The last thing is the whole AI agent fad, which I admit is a cool idea but it’s also one of the riskiest. OpenClaw’s a fantastic self hosted prompt injection machine, which happily plugs into every system you have and all facets of your life, so who wouldn’t want to give all the keys to their kingdom to something that’ll happily be willing to be socially engineered into handing all of that over to some North Korean script kiddy with numbers in their name?
Okay, enough whiplash. Should I learn about AI?
Okay, so we’ve got how I personally use it, and also how a lot of people abuse it. Should you learn more about it for your job in the IT industry?
Yes. You should learn it for the same reason Novell sysadmins should have learned Active Directory, and for the same reasons Windows AD sysadmins should have learned AzureAD/Entra ID and M365. It’s the next step in technology, and if you don’t keep up, you’re going to be left behind.
Are we in an AI bubble akin to the dot com bubble of the late 90s and early 2000s? Of course we fucking are. Does that mean that AI is already a dead man walking? No, and for the same reason we still have internet connections in our homes and places of business, and why we walk around glued to devices that are always online. The underlying technology actually has a use, unlike crypto and “the metaverse” horseshit before it. It’s full of hype, and I have strong doubts that AGI is even possible (or more likely, tech bros will run out of money before they can buy enough GPUs to actually build it). I don’t think the gazillion parameter models will continue to produce anything of worth, and I think the real future of AI is going to be in smaller, more efficient models for the same reason that ARM based Mac laptops spank their Intel counterparts silly.
But regardless of which direction AI goes, it’s too useful to die off just because of yet another impending financial collapse, and after the dust settles, it’ll still stick around, and you’ll still be expected to have some modicum of understanding of how it works if you want to remain gainfully employed in the future (at least when it comes to tech orientated fields, and likely quite a few other fields as well). I still believe the real benefit is using it as a force multiplier instead of a replacement for genuine skill, but sadly it looks like we’re all going to have to learn this lesson the hard way and eat shit for a while yet.

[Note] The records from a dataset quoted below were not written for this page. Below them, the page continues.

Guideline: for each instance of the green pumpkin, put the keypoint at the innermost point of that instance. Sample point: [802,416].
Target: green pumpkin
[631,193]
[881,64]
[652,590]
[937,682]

You don’t have to embrace the slop, and you don’t have to be yet another purity testing dickhead that loudly judges everyone else. You don’t have to like AI, but you should have a basic understanding of how it works and where it can best be applied, and if you can find novel ways for it to help you do day to day stuff without outsourcing your thinking to it, then by all means, use it. There’s lots of genuinely cool things you can make use of it with, especially when it comes to tech and homelabbing. Documentation’s a great example - you can slap Claude with a bunch of local MCP servers that can access your internal homelab stuff like Proxmox, Unraid, your *Arr stack, and let it go explore and document everything into Notion or Outline for you (or whatever else you like using for documentation). Tell it to ask you what stuff is, if it’s not clear by the name. That’s just one example.
Things are likely to get worse before they get better, but when the dust settles, you’ll still want to know how to use what comes out of it. Don’t fall for the hype, but don’t let baseless ideology keep you back.